Tuesday, March 27, 2018

Why Statistics, Surveys, and Polls are Often Wrong.

Are surveys, polls, and statistics actual science or just junk science?

People like to criticize the United States and say that our electoral process is flawed.  But you have to admit our electoral process is certainly not predictable.  There were just two elections, one in Russia and one in Egypt, and no one doubted the outcome of those elections for even a nanosecond.  Whereas in America, it's still possible for a surprise winner whether you like it or not.
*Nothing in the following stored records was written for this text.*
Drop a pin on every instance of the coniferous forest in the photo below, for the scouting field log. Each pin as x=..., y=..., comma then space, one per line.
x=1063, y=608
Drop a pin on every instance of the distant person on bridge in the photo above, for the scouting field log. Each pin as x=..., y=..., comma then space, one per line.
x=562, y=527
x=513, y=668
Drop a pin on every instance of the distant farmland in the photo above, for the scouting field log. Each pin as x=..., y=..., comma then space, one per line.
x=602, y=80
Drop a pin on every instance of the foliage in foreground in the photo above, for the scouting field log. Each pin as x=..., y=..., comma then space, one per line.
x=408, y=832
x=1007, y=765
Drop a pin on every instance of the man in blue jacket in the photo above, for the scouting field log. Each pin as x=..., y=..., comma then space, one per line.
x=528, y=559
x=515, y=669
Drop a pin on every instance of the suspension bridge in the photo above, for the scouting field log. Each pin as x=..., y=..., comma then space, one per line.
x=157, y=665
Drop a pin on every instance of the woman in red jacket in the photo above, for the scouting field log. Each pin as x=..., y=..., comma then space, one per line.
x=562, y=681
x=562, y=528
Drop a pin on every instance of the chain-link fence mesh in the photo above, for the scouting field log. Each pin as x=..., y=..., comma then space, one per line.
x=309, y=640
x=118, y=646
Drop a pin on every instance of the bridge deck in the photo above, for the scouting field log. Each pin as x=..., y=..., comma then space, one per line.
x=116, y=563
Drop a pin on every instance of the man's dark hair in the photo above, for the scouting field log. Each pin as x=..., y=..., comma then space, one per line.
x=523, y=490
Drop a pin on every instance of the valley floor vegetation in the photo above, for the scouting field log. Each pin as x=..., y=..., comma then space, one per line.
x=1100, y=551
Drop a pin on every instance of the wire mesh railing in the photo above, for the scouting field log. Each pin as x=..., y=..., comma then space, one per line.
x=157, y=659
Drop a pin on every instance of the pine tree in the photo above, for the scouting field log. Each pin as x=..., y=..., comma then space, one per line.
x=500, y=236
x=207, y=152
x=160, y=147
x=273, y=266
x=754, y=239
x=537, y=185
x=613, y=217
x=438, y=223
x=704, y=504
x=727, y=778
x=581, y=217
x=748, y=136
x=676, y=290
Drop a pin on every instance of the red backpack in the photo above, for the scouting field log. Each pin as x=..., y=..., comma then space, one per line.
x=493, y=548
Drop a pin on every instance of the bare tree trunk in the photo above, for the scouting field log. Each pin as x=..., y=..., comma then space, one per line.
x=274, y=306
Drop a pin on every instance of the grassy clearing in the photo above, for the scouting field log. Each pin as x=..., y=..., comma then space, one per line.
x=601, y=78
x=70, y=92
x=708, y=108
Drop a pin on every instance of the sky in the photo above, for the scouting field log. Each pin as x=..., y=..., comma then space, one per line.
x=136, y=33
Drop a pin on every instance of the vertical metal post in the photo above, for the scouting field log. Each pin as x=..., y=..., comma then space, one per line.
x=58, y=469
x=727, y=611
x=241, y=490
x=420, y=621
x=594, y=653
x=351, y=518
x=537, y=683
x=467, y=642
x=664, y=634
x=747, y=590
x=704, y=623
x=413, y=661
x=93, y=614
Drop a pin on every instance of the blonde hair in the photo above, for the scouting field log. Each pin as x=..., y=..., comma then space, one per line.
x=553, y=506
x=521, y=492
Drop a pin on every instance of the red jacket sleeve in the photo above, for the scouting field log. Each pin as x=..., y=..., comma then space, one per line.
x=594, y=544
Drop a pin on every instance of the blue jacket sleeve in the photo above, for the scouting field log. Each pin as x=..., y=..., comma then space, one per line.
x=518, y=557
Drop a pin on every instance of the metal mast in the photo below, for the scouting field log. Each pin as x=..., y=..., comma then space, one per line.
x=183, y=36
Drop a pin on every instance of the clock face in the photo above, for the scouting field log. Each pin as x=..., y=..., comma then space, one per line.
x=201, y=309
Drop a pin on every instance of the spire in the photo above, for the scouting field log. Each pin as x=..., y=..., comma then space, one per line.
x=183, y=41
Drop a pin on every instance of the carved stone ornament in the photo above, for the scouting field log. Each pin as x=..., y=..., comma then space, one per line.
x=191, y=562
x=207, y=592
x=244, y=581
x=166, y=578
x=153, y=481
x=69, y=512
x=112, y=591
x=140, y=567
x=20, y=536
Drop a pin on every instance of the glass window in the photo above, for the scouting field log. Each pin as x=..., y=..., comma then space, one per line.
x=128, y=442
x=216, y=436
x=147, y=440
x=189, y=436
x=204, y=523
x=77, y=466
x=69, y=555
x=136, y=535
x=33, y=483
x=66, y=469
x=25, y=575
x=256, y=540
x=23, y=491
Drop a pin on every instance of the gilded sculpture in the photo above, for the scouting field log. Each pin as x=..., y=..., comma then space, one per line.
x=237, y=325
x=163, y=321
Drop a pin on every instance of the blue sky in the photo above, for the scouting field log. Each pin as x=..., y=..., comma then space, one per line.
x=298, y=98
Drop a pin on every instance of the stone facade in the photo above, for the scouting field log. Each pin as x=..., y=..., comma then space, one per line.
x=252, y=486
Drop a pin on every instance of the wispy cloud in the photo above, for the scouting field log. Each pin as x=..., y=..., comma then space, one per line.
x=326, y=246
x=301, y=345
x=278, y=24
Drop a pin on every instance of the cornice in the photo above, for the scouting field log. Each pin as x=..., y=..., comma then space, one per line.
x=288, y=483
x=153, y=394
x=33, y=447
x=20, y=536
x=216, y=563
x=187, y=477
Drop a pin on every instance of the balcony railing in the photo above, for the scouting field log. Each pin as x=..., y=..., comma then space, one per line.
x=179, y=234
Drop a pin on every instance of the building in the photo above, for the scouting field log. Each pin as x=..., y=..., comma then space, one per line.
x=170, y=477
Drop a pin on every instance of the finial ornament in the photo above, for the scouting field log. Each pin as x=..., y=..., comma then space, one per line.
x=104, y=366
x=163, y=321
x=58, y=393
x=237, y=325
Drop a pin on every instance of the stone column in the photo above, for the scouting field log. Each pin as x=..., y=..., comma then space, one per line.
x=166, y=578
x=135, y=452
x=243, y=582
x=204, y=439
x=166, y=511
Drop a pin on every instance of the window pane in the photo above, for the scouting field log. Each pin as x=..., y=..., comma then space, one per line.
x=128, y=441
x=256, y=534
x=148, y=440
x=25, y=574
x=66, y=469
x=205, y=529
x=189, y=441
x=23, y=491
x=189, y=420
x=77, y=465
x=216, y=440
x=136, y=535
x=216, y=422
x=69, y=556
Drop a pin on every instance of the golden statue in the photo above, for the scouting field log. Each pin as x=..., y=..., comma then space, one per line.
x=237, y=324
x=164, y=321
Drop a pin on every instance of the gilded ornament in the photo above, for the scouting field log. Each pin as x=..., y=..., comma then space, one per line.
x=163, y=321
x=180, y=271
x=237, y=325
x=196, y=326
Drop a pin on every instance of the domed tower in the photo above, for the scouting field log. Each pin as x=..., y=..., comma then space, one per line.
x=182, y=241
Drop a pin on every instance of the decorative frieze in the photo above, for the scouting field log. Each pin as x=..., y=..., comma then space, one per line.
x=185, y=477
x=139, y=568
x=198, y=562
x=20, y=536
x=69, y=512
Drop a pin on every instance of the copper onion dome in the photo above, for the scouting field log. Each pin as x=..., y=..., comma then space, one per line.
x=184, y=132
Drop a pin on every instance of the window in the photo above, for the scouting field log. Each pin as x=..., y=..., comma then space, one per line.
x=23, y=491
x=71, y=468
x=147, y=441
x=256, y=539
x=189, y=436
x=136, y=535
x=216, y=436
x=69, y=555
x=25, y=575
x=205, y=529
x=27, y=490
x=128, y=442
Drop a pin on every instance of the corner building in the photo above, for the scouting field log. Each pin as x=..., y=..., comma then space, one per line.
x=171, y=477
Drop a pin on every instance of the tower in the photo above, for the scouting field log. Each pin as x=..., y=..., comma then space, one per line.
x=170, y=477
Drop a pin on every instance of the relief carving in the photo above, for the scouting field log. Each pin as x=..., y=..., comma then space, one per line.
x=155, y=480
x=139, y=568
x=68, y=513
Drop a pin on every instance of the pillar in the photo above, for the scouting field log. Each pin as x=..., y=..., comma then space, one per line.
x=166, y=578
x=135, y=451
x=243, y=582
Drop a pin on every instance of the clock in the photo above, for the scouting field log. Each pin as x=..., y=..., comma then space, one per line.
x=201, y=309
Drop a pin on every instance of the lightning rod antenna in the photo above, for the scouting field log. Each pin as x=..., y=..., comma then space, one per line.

We have a real democracy (sort of) and the winners are not predetermined by the powers-that-be.  If that were the case, then Hillary would be President today.  So maybe president Trump is a good thing - it's proof that we do have a democracy or at least an electoral system that is not outright rigged.  And no, Russian influence on people isn't the same thing as rigging an election.  People listening to Russian trolls are just being foolish.  But the Russian trolls aren't pushing the voting levers in Pennsylvania, Indiana Ohio, and Wisconsin - people are.   Foolish people, but people nevertheless.

On the eve of that election, the polls showed that Hillary would win in a cake walk.  Granted, she did win the popular vote, but pollsters also know about the Electoral College - and they still predicted she would win and the states that she lost - the critical "blue wall" turned out to be anything but blue.  How could they get this so wrong?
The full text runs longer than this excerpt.